Motif Sidomukti: Pengertian dan Makna Filosofis dalam Tradisi Batik
Artikel yang membahas seputar ilmu sejarah dalam maupun luar negeri.
·waktu baca 3 menit
Tulisan dari Jejak Sejarah tidak mewakili pandangan dari redaksi kumparan

Motif sidomukti termasuk salah satu motif batik tradisional yang sangat dikenal di Indonesia. Motif ini tak sekadar hiasan, melainkan sarat filosofi dan makna mendalam. Banyak masyarakat Jawa memilih motif sidomukti dalam berbagai acara adat dan ritual karena dipercaya membawa harapan baik.
Mengenal Motif Sidomukti
Motif sidomukti adalah salah satu motif batik klasik yang banyak ditemukan di wilayah Jawa. Menurut penjelasan dalam jurnal Makna Batik Motif Sidomukti Pada Upacara Ritual Lurub Layon oleh Masiswo, motif ini memiliki sejarah panjang yang erat kaitannya dengan budaya keraton dan tradisi masyarakat Jawa. Motif sidomukti berkembang sebagai bagian penting dari identitas budaya, terutama dalam upacara adat.
Definisi dan Sejarah Singkat Motif Sidomukti
Sido berasal dari kata bahasa Jawa berarti benar-benar terjadi, terkabul keinginannya. Mukti berasal dari bahasa Jawa yang berarti kebahagiaan, berkuasa, disegani, tidak kekurangan sesuatu.

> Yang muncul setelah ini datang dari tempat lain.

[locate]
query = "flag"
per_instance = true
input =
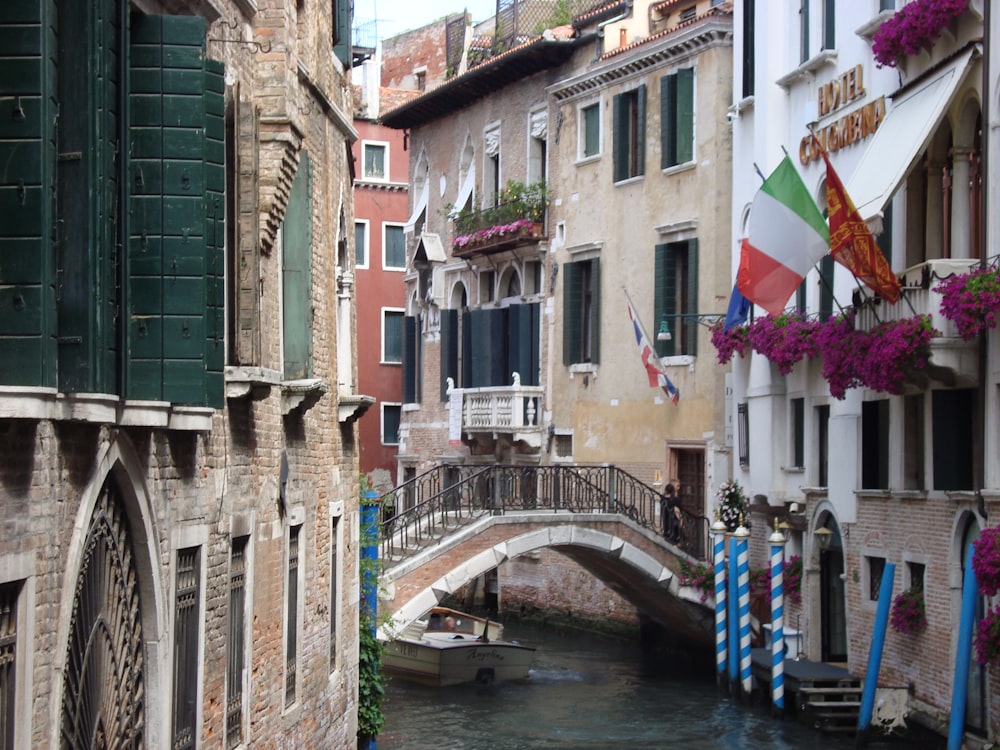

Sejak masa lampau, motif ini digunakan dalam berbagai upacara sebagai simbol harapan hidup yang mulia dan sejahtera. Penggunaan motif ini telah diwariskan turun-temurun di lingkungan keraton maupun masyarakat luas.
Ciri Khas Motif Sidomukti dalam Batik
Motif sidomukti memiliki pola geometris dengan isen-isen (ornamen pengisi) seperti cecek, sawut, dan parang. Warna yang mendominasi biasanya coklat sogan, krem, atau biru tua. Pola yang teratur dan simetris melambangkan keteraturan hidup serta keharmonisan.
Makna dan Filosofi Motif Sidomukti
Selain keindahan visualnya, motif sidomukti menyimpan makna dan simbolisme yang dalam. Motif ini sering dipilih untuk acara penting karena dipercaya membawa pesan moral dan spiritual bagi pemakainya.
Simbolisme dalam Motif Sidomukti
Motif sidomukti diyakini sebagai simbol kemuliaan dan keberlanjutan hidup. Ornamen-ornamen di dalamnya menggambarkan harapan akan kebahagiaan, kemakmuran, serta ketenteraman bagi individu maupun keluarga. Nilai-nilai tersebut menjadi bagian dari filosofi motif ini.
Makna Motif Sidomukti pada Upacara Ritual
Dalam tradisi Jawa, motif sidomukti kerap digunakan pada upacara adat dan ritual tertentu. Misalnya, pada momen pernikahan, kelahiran, hingga kematian, motif ini menjadi pilihan utama karena diyakini membawa restu dan perlindungan.
Penggunaan dalam Upacara Lurub Layon
Motif sidomukti juga digunakan pada upacara lurub layon, yaitu prosesi penutupan jenazah. Penggunaan motif ini mencerminkan harapan agar jiwa yang berpulang memperoleh kebahagiaan abadi dan kemuliaan di alam selanjutnya.
Nilai-Nilai Kehidupan dalam Motif Sidomukti
Motif sidomukti mengajarkan pentingnya menjalani kehidupan dengan penuh harapan dan semangat. Selain itu, motif ini mengingatkan akan pentingnya menjaga keharmonisan dan nilai-nilai luhur dalam kehidupan sehari-hari.
Kesimpulan Singkat tentang Motif Sidomukti
Motif sidomukti bukan sekadar hiasan batik, melainkan simbol harapan dan kemuliaan hidup. Banyak masyarakat Jawa memilih motif ini karena makna filosofisnya yang mendalam. Dengan mengenal motif sidomukti, masyarakat dapat semakin menghargai kearifan lokal dan nilai budaya yang diwariskan turun-temurun.